She did not fail, in truth, to lavish all sorts of attentions upon him, from the delicacies of food to the coquettries of dress and languishing looks. She brought roses to her breast from Yonville, which she threw into his face; was anxious about his health, gave him advice as to his conduct; and, in order the more surely to keep her hold on him, hoping perhaps that heaven would take her part, she tied a medal of the Virgin round his neck. She inquired like a virtuous mother about his companions. She said to him—
"Don't see them; don't go out; think only of ourselves; love me!"
She would have liked to be able to watch over his life; and the idea occurred to her of having him followed in the streets. Near the hotel there was always a kind of loafer who accosted travellers, and who would not refuse. But her pride revolted at this.
"Bah! so much the worse. Let him deceive me! What does it matter to me? As If I cared for him!"
One day, when they had parted early and she was returning alone along the boulevard, she saw the walls of her convent; then she sat down on a form in the shade of the elm-trees. How calm that time had been! How she longed for the ineffable sentiments of love that she had tried to figure to herself out of books! The first month of her marriage, her rides in the wood, the viscount that waltzed, and Lagardy singing, all repassed before her eyes. And Leon suddenly appeared to her as far off as the others.
"Yet I love him," she said to herself.
No matter! She was not happy—she never had been. Whence came this insufficiency in life—this instantaneous turning to decay of everything on which she leant? But if there were somewhere a being strong and beautiful, a valiant nature, full at once of exaltation and refinement, a poet's heart in an angel's form, a lyre with sounding chords ringing out elegiac epithalamia to heaven, why, perchance, should she not find him?

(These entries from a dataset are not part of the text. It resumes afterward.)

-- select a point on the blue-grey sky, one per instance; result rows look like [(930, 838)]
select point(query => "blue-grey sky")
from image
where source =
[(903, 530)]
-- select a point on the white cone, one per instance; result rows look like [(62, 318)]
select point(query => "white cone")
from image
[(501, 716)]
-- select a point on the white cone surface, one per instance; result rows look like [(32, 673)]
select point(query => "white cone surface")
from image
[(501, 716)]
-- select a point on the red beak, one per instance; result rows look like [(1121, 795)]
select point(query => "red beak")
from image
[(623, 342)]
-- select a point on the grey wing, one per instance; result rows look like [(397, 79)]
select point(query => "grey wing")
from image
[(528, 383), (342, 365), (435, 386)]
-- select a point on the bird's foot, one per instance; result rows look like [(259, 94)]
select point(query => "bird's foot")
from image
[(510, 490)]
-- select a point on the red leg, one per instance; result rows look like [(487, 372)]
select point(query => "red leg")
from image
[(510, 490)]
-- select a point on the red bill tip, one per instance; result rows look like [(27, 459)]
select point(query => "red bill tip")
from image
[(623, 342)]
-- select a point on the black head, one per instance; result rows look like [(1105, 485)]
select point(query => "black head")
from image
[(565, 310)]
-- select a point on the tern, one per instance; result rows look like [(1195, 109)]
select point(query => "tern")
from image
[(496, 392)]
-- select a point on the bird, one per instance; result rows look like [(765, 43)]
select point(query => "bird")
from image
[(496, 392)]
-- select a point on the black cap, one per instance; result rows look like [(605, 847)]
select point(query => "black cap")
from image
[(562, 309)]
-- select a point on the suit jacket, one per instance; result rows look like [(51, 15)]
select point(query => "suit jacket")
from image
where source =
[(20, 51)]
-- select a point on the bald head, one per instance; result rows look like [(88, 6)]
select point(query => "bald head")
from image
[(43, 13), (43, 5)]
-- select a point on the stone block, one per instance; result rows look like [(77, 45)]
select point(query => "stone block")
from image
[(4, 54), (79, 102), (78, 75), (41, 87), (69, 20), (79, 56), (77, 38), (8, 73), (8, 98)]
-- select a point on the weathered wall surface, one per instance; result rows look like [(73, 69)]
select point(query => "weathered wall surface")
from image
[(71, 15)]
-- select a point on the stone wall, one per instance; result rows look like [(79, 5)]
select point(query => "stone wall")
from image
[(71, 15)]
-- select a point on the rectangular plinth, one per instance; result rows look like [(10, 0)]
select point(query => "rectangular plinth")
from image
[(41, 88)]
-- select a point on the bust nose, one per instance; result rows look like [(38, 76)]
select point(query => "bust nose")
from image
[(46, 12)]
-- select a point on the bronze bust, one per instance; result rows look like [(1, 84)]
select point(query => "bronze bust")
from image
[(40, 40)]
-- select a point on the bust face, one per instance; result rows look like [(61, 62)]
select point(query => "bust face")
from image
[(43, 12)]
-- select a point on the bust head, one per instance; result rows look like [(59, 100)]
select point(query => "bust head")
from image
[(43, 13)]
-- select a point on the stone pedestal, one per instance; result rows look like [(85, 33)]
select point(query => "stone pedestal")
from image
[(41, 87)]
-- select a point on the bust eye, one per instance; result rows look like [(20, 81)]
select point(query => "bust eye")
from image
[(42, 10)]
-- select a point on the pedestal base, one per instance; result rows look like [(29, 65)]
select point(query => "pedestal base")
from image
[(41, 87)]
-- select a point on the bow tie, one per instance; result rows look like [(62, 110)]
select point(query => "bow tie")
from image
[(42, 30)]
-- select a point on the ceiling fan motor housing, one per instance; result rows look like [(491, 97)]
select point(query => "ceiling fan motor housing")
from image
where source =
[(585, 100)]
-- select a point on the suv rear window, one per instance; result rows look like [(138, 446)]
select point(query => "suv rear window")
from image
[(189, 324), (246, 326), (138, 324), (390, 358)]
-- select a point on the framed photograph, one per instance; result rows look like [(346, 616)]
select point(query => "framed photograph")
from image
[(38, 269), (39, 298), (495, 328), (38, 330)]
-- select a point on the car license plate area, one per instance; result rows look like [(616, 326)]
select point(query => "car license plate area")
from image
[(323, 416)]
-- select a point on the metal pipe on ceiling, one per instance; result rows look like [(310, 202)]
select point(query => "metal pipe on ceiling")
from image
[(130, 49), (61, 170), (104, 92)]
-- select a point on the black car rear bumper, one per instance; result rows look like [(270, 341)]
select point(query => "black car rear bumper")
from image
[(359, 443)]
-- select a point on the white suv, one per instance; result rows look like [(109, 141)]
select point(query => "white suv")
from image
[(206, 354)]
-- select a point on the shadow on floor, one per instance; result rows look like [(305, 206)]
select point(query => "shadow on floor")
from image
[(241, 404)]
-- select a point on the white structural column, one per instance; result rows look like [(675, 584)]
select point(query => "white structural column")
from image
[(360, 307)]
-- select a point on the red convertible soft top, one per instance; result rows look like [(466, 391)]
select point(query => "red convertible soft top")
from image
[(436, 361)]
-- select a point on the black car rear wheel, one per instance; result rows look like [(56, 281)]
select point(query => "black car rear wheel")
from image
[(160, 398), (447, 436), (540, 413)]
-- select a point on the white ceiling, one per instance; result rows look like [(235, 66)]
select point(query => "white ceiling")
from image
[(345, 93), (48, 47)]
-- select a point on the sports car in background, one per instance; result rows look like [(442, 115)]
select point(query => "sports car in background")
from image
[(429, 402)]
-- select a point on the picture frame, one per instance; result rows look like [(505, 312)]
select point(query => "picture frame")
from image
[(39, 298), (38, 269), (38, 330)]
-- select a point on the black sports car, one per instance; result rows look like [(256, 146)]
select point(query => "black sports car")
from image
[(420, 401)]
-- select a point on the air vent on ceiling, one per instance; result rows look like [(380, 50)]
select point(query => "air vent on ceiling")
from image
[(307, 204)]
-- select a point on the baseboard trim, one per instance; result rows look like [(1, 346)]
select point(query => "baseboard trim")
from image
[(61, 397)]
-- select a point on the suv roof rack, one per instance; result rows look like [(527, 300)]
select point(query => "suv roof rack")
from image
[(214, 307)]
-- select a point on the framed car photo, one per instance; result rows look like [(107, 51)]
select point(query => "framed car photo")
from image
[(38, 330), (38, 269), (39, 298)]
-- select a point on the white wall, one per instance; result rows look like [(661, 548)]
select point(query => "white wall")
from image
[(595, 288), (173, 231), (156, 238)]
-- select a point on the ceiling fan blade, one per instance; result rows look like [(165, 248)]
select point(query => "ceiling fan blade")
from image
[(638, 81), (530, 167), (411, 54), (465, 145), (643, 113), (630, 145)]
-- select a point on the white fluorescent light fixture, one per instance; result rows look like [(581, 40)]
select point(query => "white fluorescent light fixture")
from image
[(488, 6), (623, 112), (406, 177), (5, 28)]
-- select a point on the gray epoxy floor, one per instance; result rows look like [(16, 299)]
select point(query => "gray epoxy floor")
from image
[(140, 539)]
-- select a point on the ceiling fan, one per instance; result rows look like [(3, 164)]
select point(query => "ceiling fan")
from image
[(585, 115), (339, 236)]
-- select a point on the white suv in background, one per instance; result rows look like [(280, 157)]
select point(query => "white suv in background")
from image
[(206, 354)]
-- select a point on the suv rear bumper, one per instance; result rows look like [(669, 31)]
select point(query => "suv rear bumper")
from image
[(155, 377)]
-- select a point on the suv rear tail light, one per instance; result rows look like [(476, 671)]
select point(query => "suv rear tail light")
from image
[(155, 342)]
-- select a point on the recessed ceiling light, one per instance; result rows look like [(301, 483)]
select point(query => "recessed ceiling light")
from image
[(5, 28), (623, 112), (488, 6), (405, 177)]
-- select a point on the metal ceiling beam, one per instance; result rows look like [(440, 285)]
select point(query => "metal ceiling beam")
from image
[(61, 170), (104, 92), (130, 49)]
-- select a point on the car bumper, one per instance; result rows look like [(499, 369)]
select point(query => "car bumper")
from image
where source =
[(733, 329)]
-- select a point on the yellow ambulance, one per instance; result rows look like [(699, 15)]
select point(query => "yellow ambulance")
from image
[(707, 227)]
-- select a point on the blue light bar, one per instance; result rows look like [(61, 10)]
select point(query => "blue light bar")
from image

Ah! how impossible! Besides, nothing was worth the trouble of seeking it; everything was a lie. Every smile hid a yawn of boredom, every joy a curse, all pleasure satiety, and the sweetest kisses left upon your lips only the unattainable desire for a greater delight.
A metallic clang droned through the air, and four strokes were heard from the convent-clock. Four o'clock! And it seemed to her that she had been there on that form an eternity. But an infinity of passions may be contained in a minute, like a crowd in a small space.
Emma lived all absorbed in hers, and troubled no more about money matters than an archduchess.
Once, however, a wretched-looking man, rubicund and bald, came to her house, saying he had been sent by Monsieur Vincart of Rouen. He took out the pins that held together the side-pockets of his long green overcoat, stuck them into his sleeve, and politely handed her a paper.
It was a bill for seven hundred francs, signed by her, and which Lheureux, in spite of all his professions, had paid away to Vincart. She sent her servant for him. He could not come. Then the stranger, who had remained standing, casting right and left curious glances, that his thick, fair eyebrows hid, asked with a naive air—
"What answer am I to take Monsieur Vincart?"
"Oh," said Emma, "tell him that I haven't it. I will send next week; he must wait; yes, till next week."
And the fellow went without another word.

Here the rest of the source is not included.